Please forgive me that once again I come out of the Christmas Holiday feeling disappointed and let down by it all. I just want to keep it real, but it never feels that way. In part it’s because of all the confusion over what Christmas is really about. As evangelical Christians we’re fond of blaming the “pagan”, or “Godless world” for our troubles, but it’s really we who are to blame and not the lost world at all. I took the kids to see “Arthur Christmas”. Now there’s a perfect illustration of the very crux of the problem. First, that I took them to see it at all, and second, the movie’s message of raw materialism. You see, in the modern age, the Grinch who stole Christmas wears a red suite and flies in a rain deer powered sleigh.
Within our own family we struggle to change these lifelong traditions regarding Christmas. One person refuses to open presents on Christmas day, instead, moving the “orgy of materialism” to a January time frame. Another says, no, move the celebration of the “real” Christmas to January and hold the pagan “orgy of materialism” on the pagan holiday in December. The only thing we seem to agree on is that we’re not going to deny our children, or ourselves, the “orgy of materialism”. That works well for the economy, especially the retail sector for whom enough is never really enough. Whenever it is that you choose to tear the wrapping from the presents, you leave the meaning of Christmas in shreds while encourage every kind of abhorrent behavior you’ve spent all year trying to teach your children to avoid.

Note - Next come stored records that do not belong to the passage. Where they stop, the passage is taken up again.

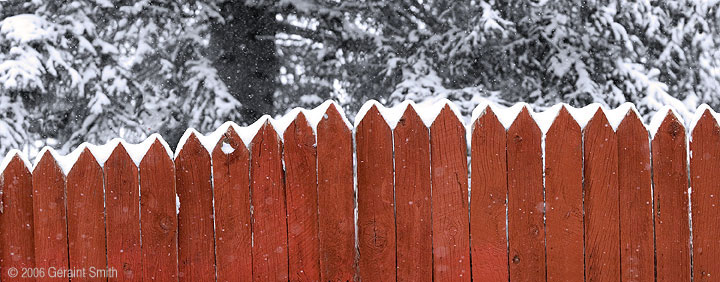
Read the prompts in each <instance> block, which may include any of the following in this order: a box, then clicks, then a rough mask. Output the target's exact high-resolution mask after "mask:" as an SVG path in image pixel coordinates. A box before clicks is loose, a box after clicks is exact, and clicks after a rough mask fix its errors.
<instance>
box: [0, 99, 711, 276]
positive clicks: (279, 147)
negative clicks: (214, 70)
mask: <svg viewBox="0 0 720 282" xmlns="http://www.w3.org/2000/svg"><path fill="white" fill-rule="evenodd" d="M378 107H379V106H377V105H371V106H370V107H368V111H367V112H366V113H365V115H364V117H363V118H362V120H359V121H357V123H356V124H357V127H356V128H351V127H349V126H348V124H347V122H346V121H345V120H344V117H343V115H342V114H341V109H339V108H337V107H336V106H335V105H334V104H331V105H330V106H329V107H328V108H327V110H326V111H325V113H324V115H323V116H322V117H319V116H313V118H311V116H310V115H307V116H306V114H305V113H303V112H299V113H298V115H297V116H296V117H295V118H294V120H291V121H290V123H289V124H288V125H287V128H283V130H284V131H282V132H281V134H282V136H280V135H279V134H278V131H276V128H274V126H275V124H274V123H273V122H272V121H271V120H267V121H265V122H264V123H262V124H261V126H260V128H259V131H258V132H257V133H256V134H255V135H254V137H253V138H252V141H251V142H250V144H246V143H245V142H244V141H246V142H247V141H248V140H249V139H243V138H245V137H246V135H243V134H244V133H241V132H239V131H236V130H237V128H235V127H233V126H230V127H228V128H227V130H226V131H225V132H223V133H222V134H220V133H218V134H217V135H213V136H215V137H218V136H219V140H214V141H213V142H217V143H215V144H214V147H213V148H210V149H212V150H211V151H210V152H208V149H207V148H206V147H205V146H206V145H207V144H206V142H205V139H203V138H208V137H202V136H199V135H197V134H195V133H191V134H189V135H188V136H187V139H186V142H185V143H184V145H183V146H182V147H181V148H179V150H180V151H179V152H178V154H177V156H176V157H175V158H173V157H172V156H171V153H170V152H169V150H168V149H167V147H166V145H164V143H163V142H162V141H160V140H152V141H150V142H151V143H150V146H149V147H148V148H147V149H148V151H147V153H146V154H145V155H144V157H143V158H142V160H141V161H140V163H139V165H136V164H135V163H134V161H137V160H136V159H133V158H135V157H136V155H135V152H134V151H129V149H128V148H129V147H127V146H126V145H123V144H124V143H118V144H117V146H115V147H114V148H112V151H111V152H110V154H109V155H107V157H108V158H107V160H105V159H97V160H96V159H95V155H93V153H94V151H92V147H87V148H84V149H83V150H81V151H80V152H77V153H78V154H77V155H74V156H77V160H76V161H75V163H74V164H73V165H72V167H71V168H70V169H69V172H67V175H65V174H64V171H63V169H62V168H61V166H60V164H63V165H64V166H63V168H65V169H67V168H68V167H67V163H65V162H63V161H62V160H56V159H55V157H54V156H55V155H54V154H52V153H51V151H44V153H43V154H42V155H41V156H39V160H38V162H37V164H36V165H35V167H34V168H33V169H32V172H31V171H30V168H28V167H27V165H26V163H25V162H24V161H23V160H22V159H21V158H20V157H19V156H18V155H10V156H9V158H8V159H6V161H7V163H6V165H7V166H6V167H5V169H4V171H2V172H0V280H1V281H15V280H17V279H18V277H21V278H22V276H18V275H35V276H33V277H29V278H37V279H36V280H41V281H45V280H49V278H50V277H48V276H47V275H48V274H49V273H48V272H45V276H44V277H42V276H39V275H40V272H38V270H44V271H48V270H49V269H55V271H62V270H74V269H86V270H87V269H89V268H90V267H92V268H93V269H101V270H111V272H107V273H105V274H106V275H112V276H111V278H112V279H111V280H112V281H136V280H160V281H173V280H187V281H213V280H216V281H238V280H239V281H267V280H279V281H358V280H362V281H388V280H390V281H392V280H398V281H433V280H435V281H471V280H474V281H617V280H622V281H693V280H694V281H714V280H716V279H717V278H715V277H717V276H719V275H720V260H719V259H718V257H720V241H718V239H717V238H720V236H719V235H720V234H719V233H720V216H719V215H720V201H719V200H720V194H719V193H720V190H719V189H718V184H717V183H716V182H717V181H716V179H717V175H720V166H718V165H717V164H718V162H719V161H720V125H718V123H717V121H716V119H715V117H714V116H713V113H712V112H711V111H710V110H705V111H703V112H701V113H699V114H700V117H699V119H698V121H697V122H696V123H695V125H694V127H693V128H692V132H691V133H689V134H690V135H688V133H687V132H686V129H685V127H684V126H683V123H682V122H681V121H680V120H679V119H678V118H677V117H676V116H675V115H674V114H672V112H670V114H668V115H666V116H665V118H664V120H662V122H661V123H659V127H658V128H657V130H656V131H655V133H654V135H653V136H652V138H650V137H651V136H650V135H649V132H648V130H647V129H648V128H647V127H645V125H644V124H643V122H642V120H641V118H640V117H639V116H638V114H637V113H636V112H635V111H628V112H626V113H623V114H625V115H624V117H623V119H622V121H620V122H619V124H618V126H617V128H616V129H614V128H613V127H612V125H611V123H610V122H609V120H608V117H607V116H606V114H605V113H606V112H605V111H604V110H603V109H598V110H597V111H596V112H595V113H594V115H593V116H592V118H591V119H590V120H589V122H588V123H587V124H586V125H584V127H581V124H580V123H578V121H576V120H575V119H574V117H573V116H572V115H571V114H570V111H569V110H568V108H566V107H565V106H561V107H559V108H558V109H559V111H558V114H557V116H556V117H554V120H553V121H551V123H546V124H543V123H538V122H537V121H536V118H537V117H536V116H534V115H533V114H532V113H531V111H530V110H529V109H528V108H522V109H521V110H520V112H519V114H518V116H517V117H515V119H514V120H513V121H512V122H511V124H510V125H509V128H507V129H506V128H505V126H507V124H504V122H505V120H504V119H503V118H504V117H502V116H500V114H499V113H498V112H494V111H493V108H490V107H487V108H485V109H484V110H483V111H482V112H481V113H480V114H479V115H478V117H477V119H476V120H474V121H473V123H472V124H470V125H469V126H467V127H466V126H465V125H464V124H463V122H462V120H461V118H459V117H458V116H457V115H456V114H455V113H454V111H453V110H452V108H451V107H450V105H445V107H444V108H442V109H438V110H440V111H439V114H438V115H437V117H436V118H435V119H434V121H433V122H432V123H431V125H430V126H428V125H427V124H426V123H425V122H427V121H424V120H423V119H422V118H421V115H420V114H418V112H416V109H417V108H416V107H414V106H412V105H409V106H408V107H406V108H404V109H403V111H404V112H402V116H401V117H400V118H399V120H398V121H397V125H395V124H390V123H388V120H386V118H387V117H386V116H383V114H384V113H385V112H384V111H381V109H380V108H378ZM314 114H317V113H314ZM421 114H422V113H421ZM614 114H615V113H614ZM315 121H317V122H318V124H316V126H317V127H316V128H314V127H313V124H311V122H315ZM501 121H503V122H502V123H501ZM428 123H429V122H428ZM540 125H549V127H548V128H544V129H547V132H543V131H541V127H540ZM393 126H394V127H393ZM353 134H354V135H353ZM241 136H243V138H241ZM688 136H689V137H688ZM353 137H354V138H353ZM466 138H470V139H469V140H466ZM688 139H689V140H690V142H689V144H688V143H686V142H687V140H688ZM467 141H469V143H468V142H467ZM146 144H147V143H146ZM468 145H469V146H468ZM468 149H469V150H470V152H469V153H470V154H469V156H470V157H469V158H468ZM688 149H689V150H688ZM688 152H689V153H690V155H688ZM131 156H132V157H131ZM688 157H689V158H688ZM98 161H102V162H103V163H98ZM354 162H355V166H354V165H353V163H354ZM468 162H469V163H468ZM355 181H357V182H355ZM468 182H469V183H468ZM468 184H471V185H468ZM355 188H356V189H355ZM15 271H16V272H15ZM54 274H56V275H57V272H56V273H54ZM66 275H67V274H66ZM26 278H27V277H26ZM64 278H65V279H63V280H67V277H64ZM91 278H93V279H91ZM72 280H81V281H85V280H88V281H94V280H97V281H104V280H106V279H105V277H89V276H85V277H73V279H72Z"/></svg>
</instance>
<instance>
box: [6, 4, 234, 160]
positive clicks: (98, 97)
mask: <svg viewBox="0 0 720 282" xmlns="http://www.w3.org/2000/svg"><path fill="white" fill-rule="evenodd" d="M1 9H2V10H0V19H1V21H0V50H2V52H0V101H2V103H0V111H1V112H2V115H3V118H2V123H3V124H2V129H0V151H3V152H4V151H6V150H7V149H9V148H21V149H24V150H25V151H27V152H28V153H29V154H32V153H33V151H37V150H38V149H39V148H40V147H41V146H43V145H45V144H50V145H56V144H59V146H61V149H62V151H65V152H67V151H69V150H70V149H71V148H73V147H75V146H77V145H78V144H80V143H81V142H85V141H87V142H95V143H102V142H105V141H107V140H109V139H111V138H113V137H123V138H126V139H128V140H131V141H137V140H139V139H141V138H144V137H145V136H147V135H149V134H150V133H153V132H161V133H162V134H163V135H165V136H169V137H170V139H173V138H175V139H177V138H179V135H180V134H182V132H183V130H184V128H186V127H188V126H192V127H198V128H201V129H208V128H213V127H216V126H218V125H220V124H221V123H222V121H223V120H226V119H239V118H240V117H239V111H238V109H239V108H240V106H241V105H240V103H239V102H238V101H237V100H236V99H234V98H233V97H232V96H230V95H229V94H228V92H227V89H226V88H225V84H224V83H222V81H221V80H220V79H219V78H218V77H217V74H216V71H215V69H214V68H213V67H211V66H210V62H209V61H208V59H206V56H205V53H206V52H208V51H207V50H206V49H207V48H206V47H207V45H208V36H209V33H208V31H207V27H208V25H209V22H210V21H215V20H221V19H220V18H219V17H218V15H217V11H216V8H215V6H214V4H212V3H210V2H201V1H181V2H178V1H139V2H136V1H104V0H95V1H93V0H62V1H55V0H35V1H30V2H27V1H6V2H4V3H3V6H2V8H1ZM173 135H177V136H176V137H174V136H173Z"/></svg>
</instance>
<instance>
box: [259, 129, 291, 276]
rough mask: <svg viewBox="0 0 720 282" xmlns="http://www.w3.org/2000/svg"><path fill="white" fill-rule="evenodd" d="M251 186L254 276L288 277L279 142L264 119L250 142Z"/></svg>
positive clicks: (285, 212) (280, 152) (283, 183)
mask: <svg viewBox="0 0 720 282" xmlns="http://www.w3.org/2000/svg"><path fill="white" fill-rule="evenodd" d="M251 153H252V157H251V158H250V189H251V202H252V206H253V213H252V230H253V248H252V255H253V258H254V260H253V279H254V280H255V281H271V280H272V281H282V280H287V279H288V260H287V258H288V252H287V211H286V208H285V180H284V179H283V167H282V143H281V142H280V137H279V136H278V135H277V133H276V132H275V129H273V126H272V125H271V124H270V123H268V122H265V124H263V126H262V127H261V128H260V130H259V131H258V134H256V135H255V138H254V139H253V141H252V149H251Z"/></svg>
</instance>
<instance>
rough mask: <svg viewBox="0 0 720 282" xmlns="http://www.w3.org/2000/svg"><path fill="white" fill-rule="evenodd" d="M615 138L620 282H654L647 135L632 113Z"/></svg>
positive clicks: (634, 112)
mask: <svg viewBox="0 0 720 282" xmlns="http://www.w3.org/2000/svg"><path fill="white" fill-rule="evenodd" d="M616 135H617V142H618V143H617V150H618V155H617V156H618V165H617V171H618V176H617V179H618V193H619V201H620V204H619V205H620V206H619V207H620V208H619V211H620V264H621V266H620V269H621V271H622V274H621V275H622V280H623V281H654V280H655V277H654V271H655V269H654V266H653V264H654V260H655V249H654V248H655V246H654V242H653V215H652V214H653V212H652V207H653V206H652V201H653V199H652V192H651V191H650V186H651V181H652V180H651V163H650V141H649V140H648V131H647V129H645V126H644V125H643V123H642V121H640V117H638V116H637V114H636V113H635V111H628V112H627V114H626V115H625V117H624V119H623V120H622V122H621V123H620V125H618V128H617V132H616Z"/></svg>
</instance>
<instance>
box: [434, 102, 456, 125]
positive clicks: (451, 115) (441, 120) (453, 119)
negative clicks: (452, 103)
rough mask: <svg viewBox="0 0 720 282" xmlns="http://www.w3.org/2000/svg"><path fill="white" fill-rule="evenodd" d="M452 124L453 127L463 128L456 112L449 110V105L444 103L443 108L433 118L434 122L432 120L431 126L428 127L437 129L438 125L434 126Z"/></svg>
mask: <svg viewBox="0 0 720 282" xmlns="http://www.w3.org/2000/svg"><path fill="white" fill-rule="evenodd" d="M441 122H442V123H447V122H450V123H453V125H456V126H460V127H463V128H464V125H463V123H462V121H461V120H460V118H459V117H458V115H457V114H456V112H455V111H454V110H453V109H452V108H451V106H450V104H448V103H446V104H445V106H443V107H442V110H440V113H439V114H438V115H437V117H435V120H433V122H432V124H431V125H430V128H433V127H437V126H439V125H436V124H438V123H441Z"/></svg>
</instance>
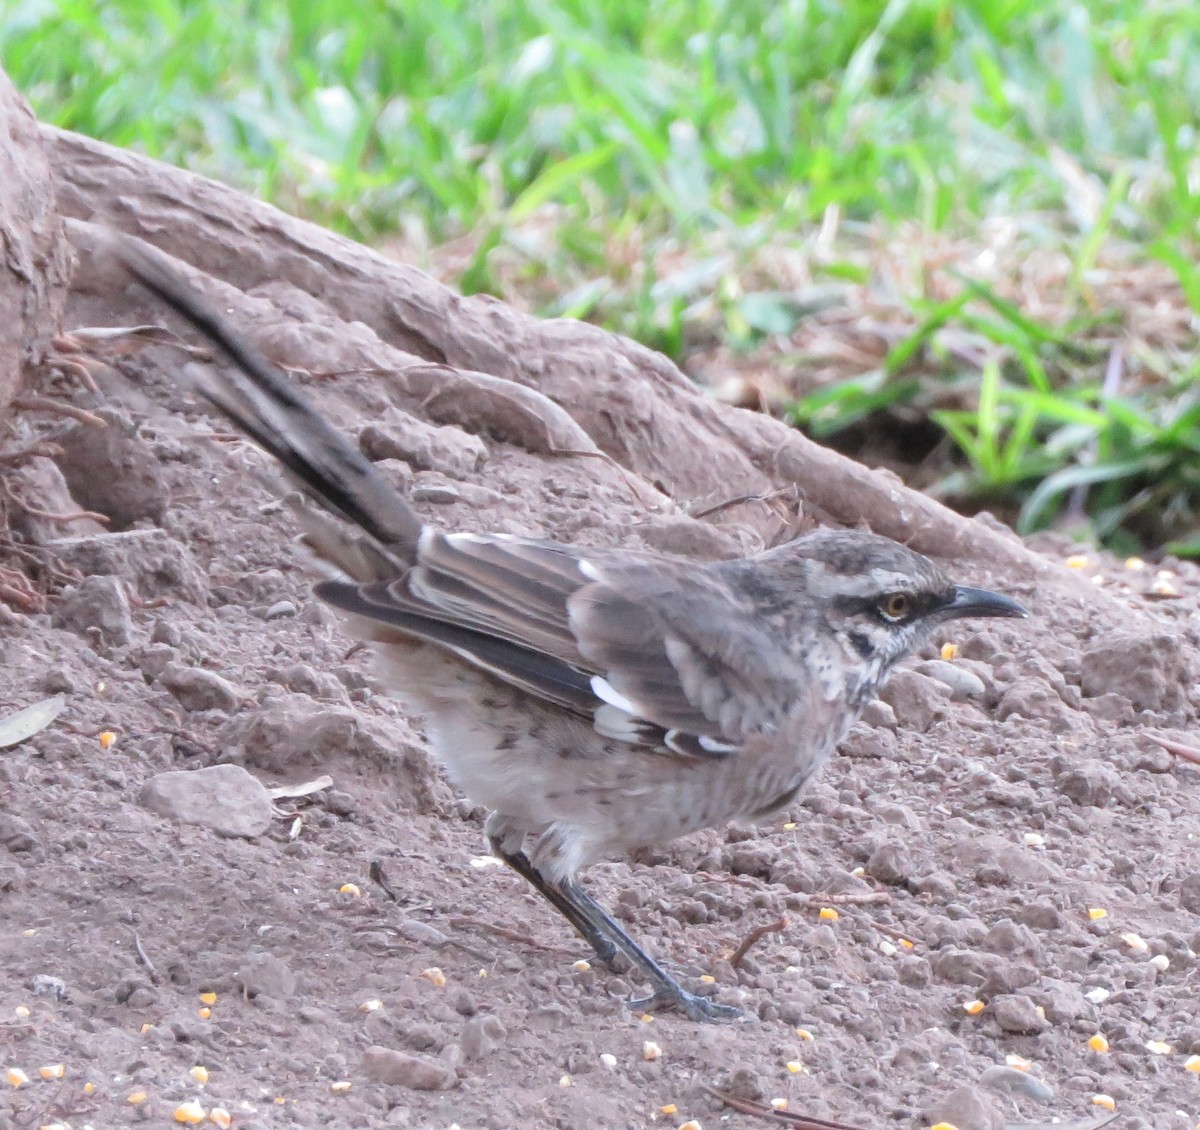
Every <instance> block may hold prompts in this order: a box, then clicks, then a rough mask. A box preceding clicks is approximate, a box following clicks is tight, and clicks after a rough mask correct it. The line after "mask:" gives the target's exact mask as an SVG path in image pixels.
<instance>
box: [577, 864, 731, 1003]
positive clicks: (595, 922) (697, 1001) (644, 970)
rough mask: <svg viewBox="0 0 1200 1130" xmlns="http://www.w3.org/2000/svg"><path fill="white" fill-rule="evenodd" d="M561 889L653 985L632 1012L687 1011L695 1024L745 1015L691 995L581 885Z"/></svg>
mask: <svg viewBox="0 0 1200 1130" xmlns="http://www.w3.org/2000/svg"><path fill="white" fill-rule="evenodd" d="M558 889H559V892H560V894H562V896H563V897H564V898H565V900H566V901H569V902H570V903H571V904H572V907H574V908H575V912H576V913H577V914H578V915H580V916H581V918H582V919H583V920H584V921H586V922H588V925H589V926H592V928H593V930H595V932H596V933H601V934H602V936H604V937H606V938H607V939H608V940H610V942H611V943H612V944H613V945H616V946H617V949H618V950H620V952H622V954H624V955H625V957H628V958H629V961H630V962H631V963H632V964H634V968H636V969H637V970H640V972H641V974H642V975H643V976H644V978H646V979H647V980H648V981H649V982H650V986H652V988H653V990H654V992H653V993H652V994H650V996H649V997H647V998H646V999H643V1000H630V1002H629V1006H630V1008H631V1009H640V1010H643V1011H650V1010H653V1009H677V1010H678V1011H680V1012H684V1014H685V1015H686V1016H688V1018H689V1020H695V1021H730V1020H737V1017H739V1016H740V1015H742V1010H740V1009H734V1008H732V1006H731V1005H727V1004H718V1003H716V1002H715V1000H709V998H708V997H697V996H696V994H695V993H690V992H688V990H686V988H684V987H683V986H682V985H680V984H679V982H678V981H677V980H676V979H674V978H673V976H671V974H670V973H667V972H666V969H664V968H662V966H660V964H659V963H658V962H656V961H655V960H654V958H653V957H650V955H649V954H647V952H646V950H643V949H642V948H641V946H640V945H638V944H637V943H636V942H635V940H634V939H632V938H631V937H630V936H629V934H628V933H625V931H624V928H623V927H622V925H620V924H619V922H618V921H616V920H614V919H613V918H612V915H610V914H608V912H607V910H605V908H604V907H602V906H600V903H599V902H596V901H595V898H593V897H592V896H590V895H589V894H588V892H587V891H586V890H584V889H583V888H582V886H580V885H578V883H575V882H572V880H571V879H566V880H564V882H563V883H562V884H559V886H558ZM557 904H558V903H556V906H557ZM572 921H574V919H572Z"/></svg>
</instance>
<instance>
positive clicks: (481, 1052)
mask: <svg viewBox="0 0 1200 1130" xmlns="http://www.w3.org/2000/svg"><path fill="white" fill-rule="evenodd" d="M508 1035H509V1033H508V1029H505V1027H504V1024H502V1023H500V1022H499V1021H498V1020H497V1018H496V1017H494V1016H473V1017H472V1018H470V1020H468V1021H467V1023H466V1024H463V1026H462V1035H461V1036H460V1038H458V1044H460V1046H461V1047H462V1053H463V1056H464V1057H466V1058H467V1059H482V1058H484V1057H485V1056H490V1054H491V1053H492V1052H494V1051H496V1050H497V1048H498V1047H502V1046H503V1045H504V1041H505V1040H506V1039H508Z"/></svg>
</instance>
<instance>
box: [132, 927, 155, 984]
mask: <svg viewBox="0 0 1200 1130" xmlns="http://www.w3.org/2000/svg"><path fill="white" fill-rule="evenodd" d="M133 948H134V949H136V950H137V951H138V958H139V960H140V961H142V964H144V966H145V967H146V969H149V970H150V976H157V975H158V970H157V969H156V968H155V967H154V962H152V961H151V960H150V955H149V954H148V952H146V951H145V949H144V948H143V945H142V939H140V938H139V937H138V932H137V931H136V930H134V931H133Z"/></svg>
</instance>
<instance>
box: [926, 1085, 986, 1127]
mask: <svg viewBox="0 0 1200 1130" xmlns="http://www.w3.org/2000/svg"><path fill="white" fill-rule="evenodd" d="M925 1120H926V1122H928V1123H949V1125H952V1126H954V1128H955V1130H1004V1118H1003V1116H1002V1114H1001V1112H1000V1110H998V1108H997V1107H996V1105H995V1104H994V1102H992V1100H991V1099H990V1098H989V1096H988V1095H985V1094H984V1092H982V1090H980V1089H979V1088H977V1087H959V1088H958V1090H954V1092H952V1093H950V1094H949V1095H947V1096H946V1098H944V1099H942V1100H941V1101H940V1102H937V1104H936V1105H934V1106H931V1107H929V1108H928V1110H926V1111H925Z"/></svg>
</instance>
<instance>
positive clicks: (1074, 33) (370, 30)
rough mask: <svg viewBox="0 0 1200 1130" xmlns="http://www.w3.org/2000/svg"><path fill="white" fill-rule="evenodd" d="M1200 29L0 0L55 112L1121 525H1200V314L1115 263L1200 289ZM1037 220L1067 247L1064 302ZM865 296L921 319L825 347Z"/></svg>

You may note from both scripture and history that the first century apostolic church had no idea when Christ was born and never gave thought to a celebration of his birth. It wasn’t till much later, when the church became concerned about a calendar of feast days that Christmas began to appear among them. I often hear from evangelicals the complaint that the Pope changed the date of Christmas to coincide with a Roman, pagan holiday. It might have been, Gregory XIII or Julius I, or Benedict XIV. The truth of the matter is that blaming the Catholics is a reformation myth and it won’t make anyone blameless. In 400 AD, John Crysostom, Archbishop of Constantinople, (not a Pope), established the date of Christ’s birth as December 25th, in a speech he gave in that great, Orthodox city. His speech revived the annual celebration which had pretty much died out by 386 AD. In British colonial times, Christian Puritans used the “Pope” myth to make it illegal to celebrate Christmas at all. You could be tried for heresy and hung if you were caught violating the law. The idea of celebrating Christ’s birth was tainted from the start and, as it grew in popularity, so did more and more tainted ideas about how and when it should be celebrated. Christmas celebrations only created more controversy among Christians who were already divided by hundreds of doctrinal issues. Christmas, the celebration of Christ’s birth, became just another devicive theme.
In truth, only two things really matter with regard to Christ’s birth. First, it is “The Gift of God”; that Christ came into the world for one purpose only and that was to die upon a cross. To shed his own blood in my place and yours in order to once and for all satisfy the requirement of the law of God. When exactly He was born loses all importance in the face of this truth.
“Oh Holy night, the stars are brightly shining. It is the night of our dear savior’s birth. Long lay the world in sin and error pining, till He appeared and the soul felt it’s worth…. Fall on your knees. Oh hear the angels voices. Oh night devine.” 1
No matter the day, “Fall on your knees” and give thanks for The Gift of God. That he was born into this world is enough. Even the scriptures do not testify to when it was, though they do testify to the gravity of His mission, in the events that surrounded His birth. I love the dark implications in the strains of the Trans-Siberian Orchestra’s, “Christmas Eve (Sarajevo)”. Both the music and the events that inspired it speak to the source of all darkness, (Rev. 12:1 – 9), and our need for a savior. We must learn to properly celebrate Christ, “The Gift of God”, who came into the world for one purpose only.
Second is the “Virgin Birth”. The virgin birth testifies to us that we are not able to save ourselves, but we require a savior to intervene from a power beyond our own. Oswald Chambers points out that the virgin birth testifies to the fact that Christ came into the world from outside. He is not of this world, but is God, incarnate, come to live among us, in order to show us the Way, to reveal the Truth, and to become Life for us through the paradox of His own death on a cross.
Nothing is changed in this world by the church’s annual celebration of Christmas as the birthday of Christ. In fact, for most, our Christmas Eve services are a dis-service to Him. Christ Jesus came into the world to die on a cross. It is that instrument of cruel death that God has changed into a symbol of new life; new life that comes from outside to change individual people on the inside, thus changing the world one life at a time. A simple, but powerful plan. So, keep it simple. Have Yourself a Merry Little Christmas. Celebrate it every day of the year instead of placing all your attention on one illusive day. And remember, all the blinking lights, and decorated trees with mountains of gifts beneath have never produced a single forgiven sin, or a single new life. Only Christ can do that. We, the church, have a responsibility to act for Him in the individual lives of the people around us each and every day of the year. “Christmas is love”. Use the celebration to give sacrificially as our Teacher gave His own life. Give until it hurts.